We spent the latter part of last week and part of this weekend at Wild Dunes on the Isle of Palms, South Carolina. We had a great little mini-vacation and enjoyed just being out of town. The weather on the coast was perfect. The sun was shining, there wasn’t a cloud in the sky, and the temperatures were in the mid to low 80s with a strong breeze. I think this is the perfect time of year to go every year before our boys start school. I hated to come home.
Hudson, especially, loved the “peach” and couldn’t get enough of the waves, the ocean or the sand. He enjoyed making sand castles with his Daddy and jumping in the waves while his Daddy held on tight to him. And when he got tired, he sucked his thumb that was covered in sand. And he never complained. Ick.
As we’d walk out to the beach with Hudson, he’d ask us both to hold one of his hands. I had Hayes in the Baby Bjorn and I was holding Hudson’s hand as we walked down the boardwalk to the beach. TC had Hudson’s other hand. He knew not to go into the ocean without us. He knew not to walk twenty feet away without us. And if he wanted to go to the ocean, he’d ask, “hold my hand?”
He had to sleep in a new room in our condo. The room had two twin beds. We put one of the twin mattresses on the floor next to the bed he was sleeping in. We had originally put it there in case he rolled off the bed, he’d have a soft landing spot. But I ended up lying in there with him every night to read him his stories before he fell asleep. And I would stay in there with him until he fell asleep so he wouldn’t get scared in a new place. He’d kind of whimper when I’d turn out the light and I reminded him I wasn’t leaving. And he’d say, “Mommy, hold my hand?”
So I held his hand until he drifted off.
That sweet little hand. It’s a dirty little hand full of toddler germs. But it’s soft and squishy and his little touch is full of love.
The day will come when we go to the beach and he just bounds into the waves without looking back. He’ll stop needing us to tuck him in for bed. He’ll go to kindergarten. He’ll drive himself to school. He’ll go on his first date. And he’ll leave us for college.
And with each new major milestone, we’ll have to let go a little bit more and just know that there’s only so much we can do to protect him.
But to have a sweet son who, right now, doesn’t want to walk anywhere without holding one of our hands, is fine by me. These sweet little times are fleeting. There will be bumps, bruises and scabby knees. There will be broken hearts. There will be failed exams and disappointment. He may not make the football, baseball or basketball team. He is a little fish in a big pond.
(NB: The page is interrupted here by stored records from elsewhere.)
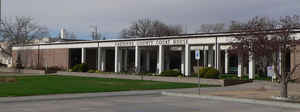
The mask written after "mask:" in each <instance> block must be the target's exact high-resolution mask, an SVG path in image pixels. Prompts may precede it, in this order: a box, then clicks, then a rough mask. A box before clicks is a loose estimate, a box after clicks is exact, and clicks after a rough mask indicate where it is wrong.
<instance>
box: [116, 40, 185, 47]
mask: <svg viewBox="0 0 300 112" xmlns="http://www.w3.org/2000/svg"><path fill="white" fill-rule="evenodd" d="M185 44H187V40H185V39H170V40H144V41H124V42H115V46H155V45H185Z"/></svg>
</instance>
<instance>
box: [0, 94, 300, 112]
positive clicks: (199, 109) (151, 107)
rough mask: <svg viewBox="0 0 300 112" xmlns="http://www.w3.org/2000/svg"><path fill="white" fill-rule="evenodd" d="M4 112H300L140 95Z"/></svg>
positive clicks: (93, 100) (41, 101) (3, 110)
mask: <svg viewBox="0 0 300 112" xmlns="http://www.w3.org/2000/svg"><path fill="white" fill-rule="evenodd" d="M0 108H1V110H0V111H1V112H299V110H297V109H287V108H279V107H272V106H265V105H255V104H242V103H236V102H225V101H214V100H201V99H197V98H185V97H172V96H162V95H159V94H153V95H138V96H112V97H87V98H84V97H82V98H73V99H61V100H51V99H49V100H31V101H15V102H14V101H12V102H1V103H0Z"/></svg>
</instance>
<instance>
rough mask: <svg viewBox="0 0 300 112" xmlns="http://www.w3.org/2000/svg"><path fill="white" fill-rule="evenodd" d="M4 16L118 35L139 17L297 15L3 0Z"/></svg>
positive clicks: (190, 7)
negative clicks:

One of the afternoons we were there, while the boys were napping, I went down to the beach by myself with my book. I sat there for a while just thinking. There’s nothing quite like a trip to the beach to get a good reality check of how small we actually are. You think about the bajillion grains of sand and just how much water separates us from the next continent. And how many people on that continent are looking at the same ocean. It’s truly remarkable how God created this perfect Earth for us to enjoy while we’re here.
But what I’ve always found amazing is that even though there are so many of us here on this Earth, God loves us all just as much as I love Hudson and Hayes. To God, my sweet Hudson is a big fish in a big pond. We all are.